What took place there need not be described at length. The three were closeted for two hours, at the end of which time they came forth together. The countenance of Madame Bauche was serene and comfortable; her hopes of ultimate success ran higher than ever. The face of the capitaine was masked, as are always the faces of great diplomatists; he walked placid and upright, raising his wooden leg with an ease and skill that was absolutely marvellous. But poor Adolphe’s brow was clouded. Yes, poor Adolphe! for he was poor in spirit, he had pledged himself to give up Marie, and to accept the liberal allowance which his mother tendered him; but it remained for him now to communicate these tidings to Marie herself.
“Could not you tell her?” he had said to his mother, with very little of that manliness in his face on which his mother now so prided herself. But La Mère Bauche explained to him that it was a part of the general agreement that Marie was to hear his decision from his own mouth.
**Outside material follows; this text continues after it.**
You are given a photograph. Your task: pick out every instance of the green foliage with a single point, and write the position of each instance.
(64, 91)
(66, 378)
“But you need not regard it,” said the capitaine, with the most indifferent air in the world. “The girl expects it. Only she has some childish idea that she is bound till you yourself release her. I don’t think she will be troublesome.” Adolphe at that moment did feel that he should have liked to kick the capitaine out of his mother’s house.
And where should the meeting take place? In the hall of the bath-house, suggested Madame Bauche; because, as she observed, they could walk round and round, and nobody ever went there at that time of day. But to this Adolphe objected; it would be so cold and dismal and melancholy.
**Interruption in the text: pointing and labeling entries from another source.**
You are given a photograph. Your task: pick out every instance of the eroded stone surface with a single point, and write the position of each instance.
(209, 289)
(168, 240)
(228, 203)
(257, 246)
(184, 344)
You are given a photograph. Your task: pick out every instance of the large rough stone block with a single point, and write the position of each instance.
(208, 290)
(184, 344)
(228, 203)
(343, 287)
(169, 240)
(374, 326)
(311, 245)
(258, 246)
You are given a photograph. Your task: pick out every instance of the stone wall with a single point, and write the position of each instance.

The capitaine thought that Mère Bauche’s little parlour was the place; but La Mère herself did not like this. They might be overheard, as she well knew; and she guessed that the meeting would not conclude without some sobs that would certainly be bitter and might perhaps be loud.
“Send her up to the grotto, and I will follow her,” said Adolphe. On this therefore they agreed. Now the grotto was a natural excavation in a high rock, which stood precipitously upright over the establishment of the baths. A steep zigzag path with almost never-ending steps had been made along the face of the rock from a little flower garden attached to the house which lay immediately under the mountain. Close along the front of the hotel ran a little brawling river, leaving barely room for a road between it and the door; over this there was a wooden bridge leading to the garden, and some two or three hundred yards from the bridge began the steps by which the ascent was made to the grotto.